Figure 4.4.2. Before (A) and after (B) transconjunctival lower eyelid blepharoplasty with arcus marginalis release and fat repositioning. |
Figure 4.4.3. Before (A) and after (B) transconjunctival lower eyelid blepharoplasty with arcus marginalis release and fat repositioning. |
Gentle forced duction testing is performed to ensure complete freedom of movement of the globe, and the conjunctiva is closed with three interrupted 6-0 fast absorbing gut sutures (PC-1 needle). Antibiotic ointment is placed in the inferior fornix and on the skin sutures, and this application is continued for 10 days postoperatively. The fat pedicle sutures are removed 1 week after surgery.
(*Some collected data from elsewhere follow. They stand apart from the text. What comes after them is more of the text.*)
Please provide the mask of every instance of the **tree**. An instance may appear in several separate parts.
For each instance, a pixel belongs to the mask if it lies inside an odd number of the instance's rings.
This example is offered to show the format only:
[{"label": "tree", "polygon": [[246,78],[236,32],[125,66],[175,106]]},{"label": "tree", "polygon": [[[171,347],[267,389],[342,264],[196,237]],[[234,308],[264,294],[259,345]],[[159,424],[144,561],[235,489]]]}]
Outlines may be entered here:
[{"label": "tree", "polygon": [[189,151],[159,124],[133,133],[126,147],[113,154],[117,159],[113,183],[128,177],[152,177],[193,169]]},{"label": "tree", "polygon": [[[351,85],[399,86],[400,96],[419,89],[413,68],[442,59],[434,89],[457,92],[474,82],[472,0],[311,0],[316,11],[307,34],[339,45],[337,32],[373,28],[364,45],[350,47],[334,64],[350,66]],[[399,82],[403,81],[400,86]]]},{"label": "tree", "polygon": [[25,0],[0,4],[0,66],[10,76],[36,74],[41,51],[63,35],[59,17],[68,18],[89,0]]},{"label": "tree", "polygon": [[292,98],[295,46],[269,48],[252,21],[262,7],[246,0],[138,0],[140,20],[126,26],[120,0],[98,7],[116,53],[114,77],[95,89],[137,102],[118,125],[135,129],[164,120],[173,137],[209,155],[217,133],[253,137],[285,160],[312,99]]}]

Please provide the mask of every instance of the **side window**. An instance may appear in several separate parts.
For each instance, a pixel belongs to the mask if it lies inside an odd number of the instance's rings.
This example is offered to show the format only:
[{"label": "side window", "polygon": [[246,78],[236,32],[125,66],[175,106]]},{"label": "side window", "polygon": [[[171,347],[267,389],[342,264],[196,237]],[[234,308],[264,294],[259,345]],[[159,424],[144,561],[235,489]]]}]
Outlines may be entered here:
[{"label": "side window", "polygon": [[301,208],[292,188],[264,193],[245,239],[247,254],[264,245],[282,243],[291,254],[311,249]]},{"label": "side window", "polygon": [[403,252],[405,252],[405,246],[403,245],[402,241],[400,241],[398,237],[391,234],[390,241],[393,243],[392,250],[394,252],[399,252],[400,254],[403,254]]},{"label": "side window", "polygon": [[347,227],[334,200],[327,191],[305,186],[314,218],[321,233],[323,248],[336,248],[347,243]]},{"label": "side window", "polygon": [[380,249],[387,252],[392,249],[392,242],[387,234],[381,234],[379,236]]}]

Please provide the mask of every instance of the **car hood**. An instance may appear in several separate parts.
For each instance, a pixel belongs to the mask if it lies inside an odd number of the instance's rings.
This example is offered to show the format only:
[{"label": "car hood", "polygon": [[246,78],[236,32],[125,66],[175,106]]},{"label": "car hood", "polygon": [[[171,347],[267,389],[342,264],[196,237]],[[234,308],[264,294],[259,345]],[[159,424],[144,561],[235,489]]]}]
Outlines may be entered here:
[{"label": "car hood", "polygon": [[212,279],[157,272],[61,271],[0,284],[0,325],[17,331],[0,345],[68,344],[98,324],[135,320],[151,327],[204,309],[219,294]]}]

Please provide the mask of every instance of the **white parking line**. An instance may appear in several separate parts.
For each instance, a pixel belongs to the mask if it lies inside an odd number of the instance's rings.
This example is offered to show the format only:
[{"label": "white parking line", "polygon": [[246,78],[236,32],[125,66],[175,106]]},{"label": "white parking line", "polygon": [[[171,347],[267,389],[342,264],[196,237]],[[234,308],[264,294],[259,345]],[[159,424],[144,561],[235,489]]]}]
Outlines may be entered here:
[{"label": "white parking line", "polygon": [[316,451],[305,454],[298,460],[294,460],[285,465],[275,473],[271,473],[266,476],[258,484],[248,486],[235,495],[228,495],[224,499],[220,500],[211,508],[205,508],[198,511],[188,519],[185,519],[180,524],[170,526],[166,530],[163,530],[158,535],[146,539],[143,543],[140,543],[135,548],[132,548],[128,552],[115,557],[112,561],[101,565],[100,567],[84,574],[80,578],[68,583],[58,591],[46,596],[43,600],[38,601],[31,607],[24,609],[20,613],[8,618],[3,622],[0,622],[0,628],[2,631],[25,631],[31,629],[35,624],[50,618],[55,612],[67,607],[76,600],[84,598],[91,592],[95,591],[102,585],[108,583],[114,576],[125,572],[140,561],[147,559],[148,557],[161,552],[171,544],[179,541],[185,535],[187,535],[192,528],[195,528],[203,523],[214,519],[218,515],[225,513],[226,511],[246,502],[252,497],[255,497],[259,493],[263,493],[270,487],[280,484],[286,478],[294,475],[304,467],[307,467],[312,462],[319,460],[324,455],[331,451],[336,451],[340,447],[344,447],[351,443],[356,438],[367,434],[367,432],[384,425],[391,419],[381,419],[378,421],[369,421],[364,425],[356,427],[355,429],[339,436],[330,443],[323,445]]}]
Excellent results can be obtained using this technique with proper patient identification in men and women (Figs. 4.4.2 and 4.4.3). When the fat and fluid contributions of lower eyelid bags are equal or are dominated by fluid, we treat the fluid component first. We obtained excellent results using small-incision percutaneous techniques including suborbicularis oculi thermoplasty or fluid aspiration with lipoaspiration cannulas. If a fat pedicle is inadvertently amputated during dissection, it should be positioned with suture fixation. In this situation, we have observed reduced but significant lasting lower eyelid-midface contour improvement. We have had limited success using a percutaneous “suture cage” technique to engage the fat pedicle. In our experience, this technique may not fully secure the pedicle into position. This could result in pedicle contraction and retraction, limited filling of the subperiosteal dissection, and visible and palpable irregular tear trough contour deformities. We do not routinely give patients intraoperative intravenous antibiotics or steroids with this procedure.